Les remarques de M. Erdogan, qui laissent entendre que l’adhésion de la Suède n’est peut-être pas une affaire réglée, ne manqueront pas de décevoir nombre de ses alliés de l’OTAN, qui avaient espéré que l’utilisation par M. Erdogan de cette question pour obtenir des concessions pour la Turquie au cours de l’année écoulée avait enfin pris fin. M. Erdogan a également déclaré que la Suède devait continuer à travailler pour répondre aux préoccupations de la Turquie en matière de sécurité, suggérant ainsi qu’il n’était pas encore prêt à abandonner son influence.
« Le parlement n’est pas en session pour les deux prochains mois », a déclaré M. Erdogan aux journalistes à Vilnius, en Lituanie, à la fin du sommet annuel de l’OTAN. « Mais notre objectif est de régler cette question le plus rapidement possible.
La Suède et la Finlande ont demandé à adhérer à l’OTAN après l’invasion de l’Ukraine par la Russie l’année dernière. La Turquie s’est initialement opposée à l’adhésion de ces deux pays, les accusant d’héberger des dissidents qu’elle considère comme des terroristes.

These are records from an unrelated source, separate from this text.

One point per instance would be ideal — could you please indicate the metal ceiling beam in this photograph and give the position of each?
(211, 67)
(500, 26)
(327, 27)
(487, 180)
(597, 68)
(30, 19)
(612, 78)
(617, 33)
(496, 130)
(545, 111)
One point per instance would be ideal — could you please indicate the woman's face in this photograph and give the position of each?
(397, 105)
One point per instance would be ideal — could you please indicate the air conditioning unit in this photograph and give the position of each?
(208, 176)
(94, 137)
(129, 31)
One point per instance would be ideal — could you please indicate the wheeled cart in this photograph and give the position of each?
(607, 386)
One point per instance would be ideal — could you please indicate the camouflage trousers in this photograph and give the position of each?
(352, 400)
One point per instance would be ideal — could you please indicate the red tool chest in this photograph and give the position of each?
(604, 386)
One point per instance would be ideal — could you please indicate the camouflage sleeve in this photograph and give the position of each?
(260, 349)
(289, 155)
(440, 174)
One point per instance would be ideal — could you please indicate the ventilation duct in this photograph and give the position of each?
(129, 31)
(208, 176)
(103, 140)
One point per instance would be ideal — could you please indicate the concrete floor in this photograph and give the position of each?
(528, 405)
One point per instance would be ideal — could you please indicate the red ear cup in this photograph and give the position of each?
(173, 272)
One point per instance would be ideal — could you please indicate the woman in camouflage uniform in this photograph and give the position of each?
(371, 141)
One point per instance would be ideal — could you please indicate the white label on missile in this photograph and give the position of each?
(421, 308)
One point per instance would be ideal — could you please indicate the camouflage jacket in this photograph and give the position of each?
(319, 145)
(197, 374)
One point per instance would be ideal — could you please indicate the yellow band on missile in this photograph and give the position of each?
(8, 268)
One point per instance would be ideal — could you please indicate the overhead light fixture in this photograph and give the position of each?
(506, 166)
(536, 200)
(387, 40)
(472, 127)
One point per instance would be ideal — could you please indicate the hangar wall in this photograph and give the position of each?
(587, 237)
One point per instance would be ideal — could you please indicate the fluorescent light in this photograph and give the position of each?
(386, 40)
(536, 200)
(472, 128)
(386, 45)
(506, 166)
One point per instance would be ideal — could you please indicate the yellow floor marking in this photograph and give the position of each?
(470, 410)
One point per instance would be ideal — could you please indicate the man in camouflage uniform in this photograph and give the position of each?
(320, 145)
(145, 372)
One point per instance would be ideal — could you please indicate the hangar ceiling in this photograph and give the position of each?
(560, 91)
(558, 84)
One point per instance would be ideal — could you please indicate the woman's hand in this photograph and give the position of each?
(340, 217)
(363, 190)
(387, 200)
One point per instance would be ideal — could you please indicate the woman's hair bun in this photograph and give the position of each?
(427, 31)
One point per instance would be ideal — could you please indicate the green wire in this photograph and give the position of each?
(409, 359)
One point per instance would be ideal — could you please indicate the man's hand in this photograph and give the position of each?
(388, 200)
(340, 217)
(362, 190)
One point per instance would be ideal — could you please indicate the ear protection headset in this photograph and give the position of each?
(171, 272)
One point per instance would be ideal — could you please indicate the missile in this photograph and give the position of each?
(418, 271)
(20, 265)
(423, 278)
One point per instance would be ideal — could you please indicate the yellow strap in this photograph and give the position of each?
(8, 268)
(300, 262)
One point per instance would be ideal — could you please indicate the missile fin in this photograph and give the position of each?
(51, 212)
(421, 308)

M. Erdogan a finalement abandonné son opposition à l’adhésion de la Finlande, qui a rejoint l’alliance en avril. Mais les griefs de la Turquie à l’égard de la Suède étaient bien plus importants. Les responsables turcs ont accusé la Suède de donner carte blanche aux partisans d’une organisation terroriste kurde et aux membres d’un groupe religieux que la Turquie a accusé d’avoir fomenté un coup d’État manqué contre M. Erdogan en 2016.
Pour apaiser la Turquie, la Suède a modifié sa constitution, durci ses lois antiterroristes, levé l’embargo sur les exportations d’armes vers la Turquie et accepté d’extrader un petit nombre de personnes demandées par la Turquie.

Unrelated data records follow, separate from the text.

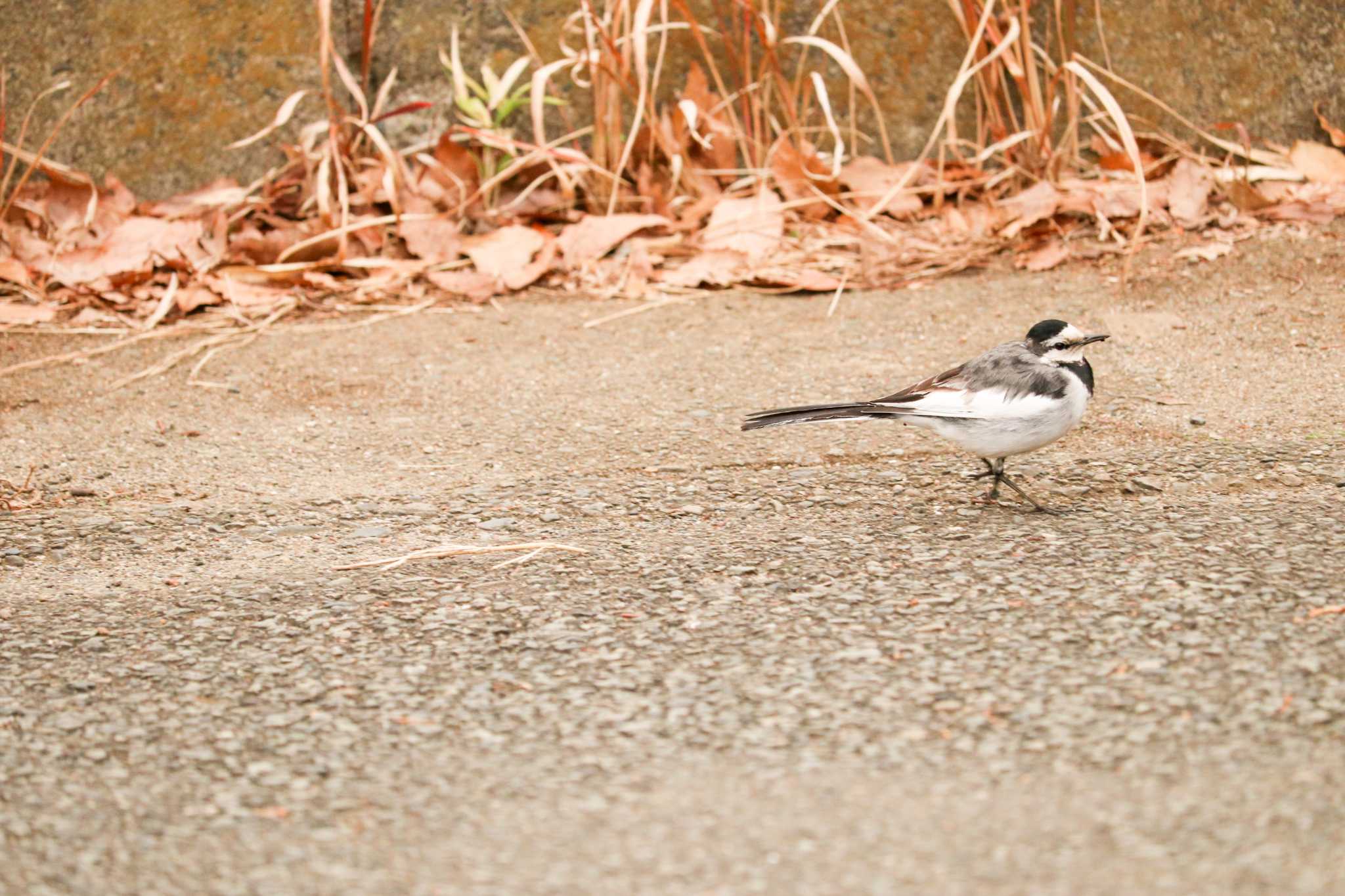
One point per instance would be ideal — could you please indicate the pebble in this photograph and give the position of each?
(69, 721)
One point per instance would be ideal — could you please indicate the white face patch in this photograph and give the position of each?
(1072, 352)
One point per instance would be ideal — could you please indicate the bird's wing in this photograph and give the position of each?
(950, 381)
(1003, 382)
(967, 403)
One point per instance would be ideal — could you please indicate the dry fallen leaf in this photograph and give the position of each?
(802, 175)
(803, 280)
(596, 236)
(436, 240)
(752, 226)
(1189, 186)
(1046, 257)
(503, 251)
(712, 268)
(1036, 203)
(252, 299)
(456, 174)
(188, 299)
(1246, 196)
(1208, 251)
(1317, 161)
(131, 247)
(1336, 133)
(14, 270)
(19, 313)
(871, 179)
(467, 284)
(530, 273)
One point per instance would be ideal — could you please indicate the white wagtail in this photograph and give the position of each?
(1013, 399)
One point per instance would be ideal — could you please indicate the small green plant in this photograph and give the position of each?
(485, 113)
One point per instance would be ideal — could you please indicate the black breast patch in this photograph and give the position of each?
(1083, 371)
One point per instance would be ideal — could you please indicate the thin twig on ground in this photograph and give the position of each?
(459, 550)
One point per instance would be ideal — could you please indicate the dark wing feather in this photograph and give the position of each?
(947, 381)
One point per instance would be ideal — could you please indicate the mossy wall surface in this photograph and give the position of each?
(197, 74)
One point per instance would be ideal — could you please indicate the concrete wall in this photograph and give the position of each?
(195, 74)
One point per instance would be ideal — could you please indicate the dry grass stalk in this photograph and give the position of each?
(10, 494)
(745, 177)
(462, 550)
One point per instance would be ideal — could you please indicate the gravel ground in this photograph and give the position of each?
(798, 661)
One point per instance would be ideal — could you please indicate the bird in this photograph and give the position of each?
(1016, 398)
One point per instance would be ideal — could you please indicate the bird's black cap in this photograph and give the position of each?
(1046, 330)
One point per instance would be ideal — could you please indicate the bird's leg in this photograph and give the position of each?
(990, 471)
(997, 469)
(1013, 485)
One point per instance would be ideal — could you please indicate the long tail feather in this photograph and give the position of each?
(852, 412)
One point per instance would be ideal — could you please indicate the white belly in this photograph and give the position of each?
(1003, 429)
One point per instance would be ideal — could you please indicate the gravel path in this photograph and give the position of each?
(803, 661)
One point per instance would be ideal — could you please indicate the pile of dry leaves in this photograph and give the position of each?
(693, 196)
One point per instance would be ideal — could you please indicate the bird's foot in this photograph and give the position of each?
(1034, 503)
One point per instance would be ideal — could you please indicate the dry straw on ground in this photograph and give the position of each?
(748, 174)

Mais les tribunaux suédois ont bloqué d’autres extraditions, et les responsables suédois ont déclaré qu’ils ne pouvaient pas passer outre les lois sur la liberté d’expression de leur pays pour empêcher les manifestations publiques qui ont notamment consisté à brûler le Coran. Ces manifestations ont exaspéré la Turquie.
Lundi, l’OTAN a annoncé que la Turquie avait abandonné son objection à l’adhésion de la Suède à l’alliance dans le cadre d’un nouvel accord destiné à permettre aux dirigeants de l’alliance d’afficher un sentiment d’unité plus fort face au président russe Vladimir V. Poutine.